# Spindle Bearing Numbers ????



## Tony D (20 Apr 2006)

Hi Folkes,
This is my first post on here, so please excuse me if I'm not up to date with ettiquette.
I recently became the proud owner of a Union Graduate woodturning lathe.
The spindle bearings are noisy and I want to change them, but I can't find out the designation of them.
I don't want to strip them out of the machine first if I can help it, because it's still useable.

Could anybody help me please?
If I can find out the bearing numbers I can get the bearings.

My thanks in advance.


----------



## DaveL (20 Apr 2006)

Hi Tony, 

Welcome to the forum.  

Sorry, no idea what bearings you require, but I am sure that someone will be along with details, just hang about. :roll:


----------



## tigerturnings (20 Apr 2006)

Hi Tony, welcome to the forums.

I can't help you by giving you a bearing number, but I can suggest you make contact with G and M Tools who - as you'll see from the link - can supply such bearings (and spindles and maybe other parts too). When I've emailed them in the past they have responded quickly and been helpful.

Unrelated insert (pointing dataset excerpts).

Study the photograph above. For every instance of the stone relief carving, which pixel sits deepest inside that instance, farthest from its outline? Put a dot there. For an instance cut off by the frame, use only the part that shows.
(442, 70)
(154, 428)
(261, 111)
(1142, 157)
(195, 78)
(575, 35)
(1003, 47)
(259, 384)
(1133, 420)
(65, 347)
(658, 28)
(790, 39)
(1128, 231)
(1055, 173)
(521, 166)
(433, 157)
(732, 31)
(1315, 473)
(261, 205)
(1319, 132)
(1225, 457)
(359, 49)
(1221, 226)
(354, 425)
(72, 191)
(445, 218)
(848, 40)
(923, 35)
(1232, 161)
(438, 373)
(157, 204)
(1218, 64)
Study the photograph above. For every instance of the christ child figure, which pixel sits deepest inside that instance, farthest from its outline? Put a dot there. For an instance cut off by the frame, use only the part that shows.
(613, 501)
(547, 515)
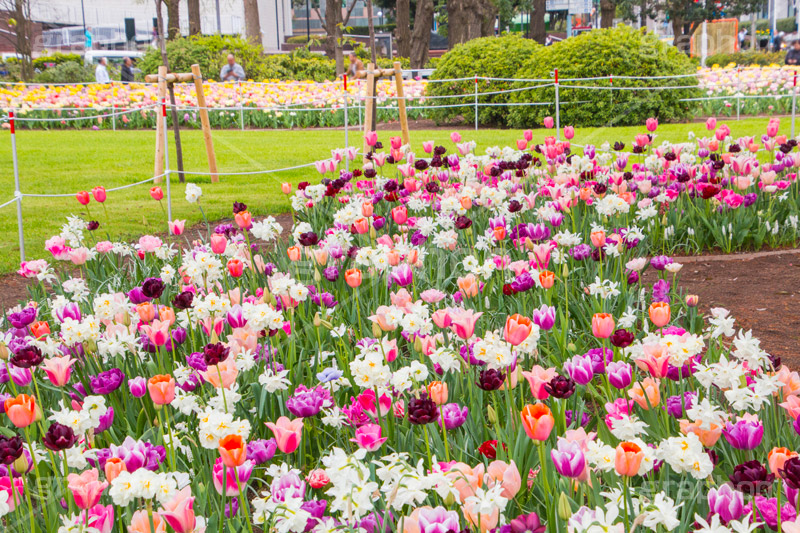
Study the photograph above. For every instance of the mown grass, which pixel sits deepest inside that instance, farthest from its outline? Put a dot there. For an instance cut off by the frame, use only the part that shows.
(71, 161)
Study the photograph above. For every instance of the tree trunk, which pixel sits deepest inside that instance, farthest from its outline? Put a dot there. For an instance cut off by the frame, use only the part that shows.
(420, 39)
(173, 18)
(538, 32)
(403, 12)
(22, 44)
(252, 24)
(608, 10)
(194, 17)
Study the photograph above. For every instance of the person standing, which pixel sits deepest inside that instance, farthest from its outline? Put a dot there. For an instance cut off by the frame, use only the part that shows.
(101, 72)
(126, 75)
(232, 71)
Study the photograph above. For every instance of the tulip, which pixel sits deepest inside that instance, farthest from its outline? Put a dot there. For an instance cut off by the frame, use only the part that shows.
(99, 194)
(628, 458)
(602, 325)
(518, 329)
(58, 369)
(21, 410)
(353, 277)
(287, 433)
(162, 389)
(178, 512)
(232, 450)
(86, 488)
(83, 197)
(369, 437)
(218, 243)
(659, 314)
(537, 421)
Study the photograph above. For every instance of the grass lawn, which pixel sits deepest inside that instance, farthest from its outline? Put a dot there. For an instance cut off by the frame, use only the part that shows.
(71, 161)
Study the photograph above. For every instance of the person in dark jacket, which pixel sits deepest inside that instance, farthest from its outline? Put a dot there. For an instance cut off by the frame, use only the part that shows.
(127, 71)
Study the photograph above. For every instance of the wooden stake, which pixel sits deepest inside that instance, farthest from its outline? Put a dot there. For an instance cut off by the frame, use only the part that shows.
(162, 93)
(401, 102)
(370, 102)
(201, 103)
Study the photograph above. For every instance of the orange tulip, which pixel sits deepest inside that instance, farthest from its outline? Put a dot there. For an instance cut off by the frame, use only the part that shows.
(21, 410)
(646, 393)
(777, 457)
(232, 450)
(547, 278)
(161, 389)
(537, 421)
(39, 329)
(659, 314)
(353, 277)
(438, 392)
(294, 253)
(628, 459)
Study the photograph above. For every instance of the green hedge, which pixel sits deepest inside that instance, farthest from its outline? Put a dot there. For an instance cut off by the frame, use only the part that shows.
(747, 58)
(620, 51)
(492, 57)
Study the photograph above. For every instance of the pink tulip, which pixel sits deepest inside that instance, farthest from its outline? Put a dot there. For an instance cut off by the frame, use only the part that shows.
(287, 433)
(218, 243)
(176, 226)
(86, 488)
(464, 322)
(58, 369)
(178, 512)
(368, 437)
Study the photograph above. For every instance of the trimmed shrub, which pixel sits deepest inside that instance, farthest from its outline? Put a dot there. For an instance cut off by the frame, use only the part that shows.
(209, 52)
(620, 51)
(747, 58)
(492, 57)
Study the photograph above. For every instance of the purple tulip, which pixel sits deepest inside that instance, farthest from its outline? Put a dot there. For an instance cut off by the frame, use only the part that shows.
(454, 415)
(580, 369)
(620, 374)
(544, 317)
(744, 434)
(138, 386)
(568, 458)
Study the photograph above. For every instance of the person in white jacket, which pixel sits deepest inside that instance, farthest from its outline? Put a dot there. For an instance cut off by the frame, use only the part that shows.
(101, 72)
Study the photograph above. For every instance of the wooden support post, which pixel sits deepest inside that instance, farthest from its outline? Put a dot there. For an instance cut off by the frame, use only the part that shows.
(370, 105)
(160, 133)
(401, 102)
(201, 104)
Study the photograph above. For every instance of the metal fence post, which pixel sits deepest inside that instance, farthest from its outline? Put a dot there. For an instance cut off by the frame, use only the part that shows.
(346, 133)
(476, 103)
(558, 108)
(166, 157)
(241, 106)
(17, 193)
(794, 101)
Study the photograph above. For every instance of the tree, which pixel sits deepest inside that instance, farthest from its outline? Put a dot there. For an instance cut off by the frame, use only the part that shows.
(252, 24)
(403, 14)
(194, 17)
(421, 37)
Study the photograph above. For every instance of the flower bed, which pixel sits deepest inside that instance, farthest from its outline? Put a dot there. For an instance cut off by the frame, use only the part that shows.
(442, 342)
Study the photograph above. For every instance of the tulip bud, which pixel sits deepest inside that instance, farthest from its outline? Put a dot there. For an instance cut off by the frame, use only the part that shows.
(21, 464)
(564, 508)
(491, 415)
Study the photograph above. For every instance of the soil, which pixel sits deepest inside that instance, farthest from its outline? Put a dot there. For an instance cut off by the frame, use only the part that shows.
(760, 289)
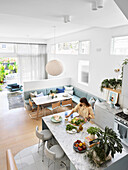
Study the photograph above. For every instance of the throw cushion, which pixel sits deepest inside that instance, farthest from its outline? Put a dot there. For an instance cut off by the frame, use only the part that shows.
(33, 94)
(60, 90)
(92, 102)
(40, 94)
(68, 88)
(15, 86)
(69, 92)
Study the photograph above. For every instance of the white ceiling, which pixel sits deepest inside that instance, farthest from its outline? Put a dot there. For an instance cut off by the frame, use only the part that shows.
(35, 18)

One other possibility is LRE Machinery who (at least, used to a few years ago) advertise "new and reconditioned Graduate lathes" in the magazines.

Hope it's of use to you and you get the bearings sorted.

Cheers


----------



## srs (21 Apr 2006)

I'm sorry but I am not going to be of any help in identifeing them however what I would say is if you strip it down and take the old bearing along to your local bearing shop that should be able to supple them off the shelf. I belive there is Kent bearings in Rochester (not a company I know personally for the trade), The piece of advise I would give you is this only fit good quality bearings don't try and save a few pound on the bearings and fit unmarked or 2nd rate bearings in such a good lathe fit something decent (SKF, FAG, NSK-RHP, NKE or the simular)

If you have no joy with Kent bearing pm me a may be able to assist if you can get the bearing number.

Simon


----------



## doctorc (3 May 2006)

Hi, this may not help but I have recently acquired an old Union Jubilee, the forerunner of the Graduate. The bearings in this were RHP NLJ 1.1/8. I have tracked down a supplier on the internet www.MidlandBearings.com who have given me a quote for £5 each - sounds too cheap to me as others have quoted £3- locally. Good luck. 
Chris.


----------